Back to the Future

We had our first visitors in June. Fran, Jon’s mom, and Kris, Jon’s sister, spent time with us in Mzuzu and traveling a few of the country’s tourist attractions (i.e. Lake Malawi, safari in Liwonde National Park, etc). One of my favorite things is sharing our life with the people I love, so I was excited to have them see and experience everything from shopping at the markets, to visiting schools, to IT stuff with Jon at the University.

Over the two weeks, they heard many of our stories about the adventures of living and traveling in Malawi. What surprised me was that time and again, Fran wasn’t surprised. She was continually commenting that life in the States 30 or 40 years ago was much like the life we are living here in Malawi in 2006.

When we bought new tires for our car (this was after having our bald tires patched and re-patched several times) we had three options: used tires, tubes to line our current tires, or new tires.
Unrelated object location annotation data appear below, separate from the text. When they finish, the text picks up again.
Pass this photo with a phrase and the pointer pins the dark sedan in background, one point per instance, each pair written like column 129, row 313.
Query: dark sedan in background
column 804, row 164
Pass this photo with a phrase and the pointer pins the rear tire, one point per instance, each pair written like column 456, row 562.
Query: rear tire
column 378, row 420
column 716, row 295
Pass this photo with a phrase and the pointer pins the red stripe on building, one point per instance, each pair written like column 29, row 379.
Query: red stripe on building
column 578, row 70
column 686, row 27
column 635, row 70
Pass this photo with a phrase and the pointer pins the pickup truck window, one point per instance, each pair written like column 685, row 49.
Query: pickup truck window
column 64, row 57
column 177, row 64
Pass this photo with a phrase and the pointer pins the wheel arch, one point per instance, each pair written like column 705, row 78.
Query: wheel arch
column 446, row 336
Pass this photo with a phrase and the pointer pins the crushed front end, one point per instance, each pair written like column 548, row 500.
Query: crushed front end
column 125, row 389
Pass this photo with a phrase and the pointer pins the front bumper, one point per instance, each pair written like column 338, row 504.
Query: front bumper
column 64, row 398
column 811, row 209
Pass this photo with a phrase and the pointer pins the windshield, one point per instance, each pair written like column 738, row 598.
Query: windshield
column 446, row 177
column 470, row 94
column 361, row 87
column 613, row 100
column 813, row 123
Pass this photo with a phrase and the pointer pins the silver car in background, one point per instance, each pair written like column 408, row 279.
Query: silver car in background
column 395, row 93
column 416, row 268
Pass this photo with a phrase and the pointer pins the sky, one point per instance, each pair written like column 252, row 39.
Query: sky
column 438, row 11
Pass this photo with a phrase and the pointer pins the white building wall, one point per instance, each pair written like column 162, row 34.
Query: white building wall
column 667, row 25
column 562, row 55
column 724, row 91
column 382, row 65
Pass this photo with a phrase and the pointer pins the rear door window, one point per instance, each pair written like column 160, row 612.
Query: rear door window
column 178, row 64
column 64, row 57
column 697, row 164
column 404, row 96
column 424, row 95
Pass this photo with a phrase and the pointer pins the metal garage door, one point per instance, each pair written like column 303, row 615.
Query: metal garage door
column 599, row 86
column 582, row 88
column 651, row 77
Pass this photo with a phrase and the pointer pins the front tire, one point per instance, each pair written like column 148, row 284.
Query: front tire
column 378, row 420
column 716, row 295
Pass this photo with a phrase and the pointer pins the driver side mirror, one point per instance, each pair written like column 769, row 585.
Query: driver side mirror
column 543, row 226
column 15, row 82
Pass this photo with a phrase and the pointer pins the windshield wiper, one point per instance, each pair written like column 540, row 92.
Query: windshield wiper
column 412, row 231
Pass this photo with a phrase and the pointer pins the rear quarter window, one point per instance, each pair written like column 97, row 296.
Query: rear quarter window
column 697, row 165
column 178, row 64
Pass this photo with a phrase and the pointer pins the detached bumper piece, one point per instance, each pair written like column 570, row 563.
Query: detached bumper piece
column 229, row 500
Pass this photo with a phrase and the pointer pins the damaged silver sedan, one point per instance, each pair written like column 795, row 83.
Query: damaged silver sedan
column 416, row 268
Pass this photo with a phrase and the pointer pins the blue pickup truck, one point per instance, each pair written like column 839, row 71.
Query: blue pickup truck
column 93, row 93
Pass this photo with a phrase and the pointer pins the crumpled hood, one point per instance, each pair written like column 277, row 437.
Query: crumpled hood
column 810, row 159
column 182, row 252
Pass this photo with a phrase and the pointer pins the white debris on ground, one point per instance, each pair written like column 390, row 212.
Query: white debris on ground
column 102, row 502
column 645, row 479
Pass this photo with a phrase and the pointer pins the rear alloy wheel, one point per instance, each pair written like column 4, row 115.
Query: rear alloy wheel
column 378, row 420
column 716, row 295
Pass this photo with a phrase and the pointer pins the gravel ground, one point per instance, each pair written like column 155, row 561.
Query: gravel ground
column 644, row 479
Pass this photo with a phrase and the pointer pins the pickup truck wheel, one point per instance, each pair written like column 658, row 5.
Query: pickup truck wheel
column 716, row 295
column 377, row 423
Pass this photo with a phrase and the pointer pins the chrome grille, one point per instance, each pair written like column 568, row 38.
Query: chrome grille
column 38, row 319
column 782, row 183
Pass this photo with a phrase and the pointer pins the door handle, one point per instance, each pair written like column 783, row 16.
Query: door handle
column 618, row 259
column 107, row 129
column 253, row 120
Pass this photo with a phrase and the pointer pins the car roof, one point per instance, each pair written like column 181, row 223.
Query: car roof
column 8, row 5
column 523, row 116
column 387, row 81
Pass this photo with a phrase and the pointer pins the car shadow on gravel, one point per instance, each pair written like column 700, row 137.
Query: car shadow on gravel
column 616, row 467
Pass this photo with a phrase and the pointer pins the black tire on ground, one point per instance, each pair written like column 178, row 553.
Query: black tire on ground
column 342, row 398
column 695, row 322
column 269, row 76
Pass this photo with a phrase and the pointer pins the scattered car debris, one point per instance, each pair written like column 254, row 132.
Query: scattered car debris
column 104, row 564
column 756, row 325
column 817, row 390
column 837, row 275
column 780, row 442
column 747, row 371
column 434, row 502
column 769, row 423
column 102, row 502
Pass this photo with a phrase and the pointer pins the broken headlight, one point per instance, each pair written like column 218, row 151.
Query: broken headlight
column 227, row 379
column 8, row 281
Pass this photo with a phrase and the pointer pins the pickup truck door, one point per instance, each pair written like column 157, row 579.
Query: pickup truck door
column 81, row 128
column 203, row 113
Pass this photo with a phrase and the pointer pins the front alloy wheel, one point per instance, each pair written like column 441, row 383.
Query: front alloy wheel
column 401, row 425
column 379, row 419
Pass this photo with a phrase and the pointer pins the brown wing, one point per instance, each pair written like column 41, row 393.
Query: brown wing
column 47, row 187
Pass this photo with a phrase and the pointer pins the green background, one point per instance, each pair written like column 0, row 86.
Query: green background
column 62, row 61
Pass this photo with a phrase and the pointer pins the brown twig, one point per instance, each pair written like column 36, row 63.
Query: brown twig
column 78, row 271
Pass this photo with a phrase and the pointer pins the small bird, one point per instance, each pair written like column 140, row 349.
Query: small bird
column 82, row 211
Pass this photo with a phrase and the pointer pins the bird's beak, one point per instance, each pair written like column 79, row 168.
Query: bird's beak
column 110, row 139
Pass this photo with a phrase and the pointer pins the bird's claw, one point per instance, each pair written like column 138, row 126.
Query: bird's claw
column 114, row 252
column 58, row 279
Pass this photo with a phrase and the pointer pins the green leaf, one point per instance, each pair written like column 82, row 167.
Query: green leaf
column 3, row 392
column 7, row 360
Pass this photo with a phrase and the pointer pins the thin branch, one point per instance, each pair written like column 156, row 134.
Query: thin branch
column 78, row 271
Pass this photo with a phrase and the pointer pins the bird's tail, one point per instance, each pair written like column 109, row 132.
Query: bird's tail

Needless to say, the used tires were worse than our own, and who has ever heard of tubes for car tires? I thought those were just for bicycles. To answer my own question, this is only news to people of my generation living in developed countries. According to Fran, tubes were a common, economical fix for Americans with worn tires half a century ago.

Other examples:

  • Cash is the only common currency as checks are rare and plastic is nearly obsolete.
  • Clothes are patched instead of tossed for new ones, socks are mended, bottles and plastic bags are always reused, shoes are taken to cobblers, etc. Actually, Malawi Gin is sold in cardboard containers which often crop up on peoples’ doorsteps and at tree nurseries as planters.
  • Everything is done by hand. Schools have full-time carpenters on staff to repair and make desks if there’s money to have desks.
  • There are no shopping malls, but every corner has a tailor or two.
  • When I wanted a rubber stamp made, I didn’t order online or from a catalog, but commissioned the man with his outdoor shop who hand-carves rubber stamps for everyone from store owners to the immigration office.
  • Everyone is a farmer! The majority are subsistence farmers, but even the elite have their gardens (garden = farm).
  • Water, electricity and phone bills must be paid at their main offices in town…that’s if you are fortunate enough to have these luxuries. Bills are sent by mail but usually arrive a month late, so if you don’t want your water shut off you learn to show up once a month regardless of whether you received a bill yet or not.
  • None of the houses have heating so we light a fire every night during the cold months and huddle up at its mouth for hours.
  • Life is lived according to the seasons…tangerine season just ended, but this week we were able to find cauliflower a the market, and we are eagerly anticipating mango season come November.
  • For people-meeting you don’t rely on cell phones, so it requires careful planning or often just serendipity.
  • You navigate by way of landmarks as streets aren’t often named and maps aren’t accurate.
  • Jon’s students write their computer programs out by hand waiting for their one chance a week to sit at a computer for an hour, punch in the code and see if it works. (Not that different from the original punch card system of computer programming).

Despite all of this, the future is creeping in faster than we are able to notice, given our very short time in Malawi. Aparently, only four years ago plastic bags weren’t available at the markets in Mzuzu, and it seems that widespread use of cell phones is not that far behind.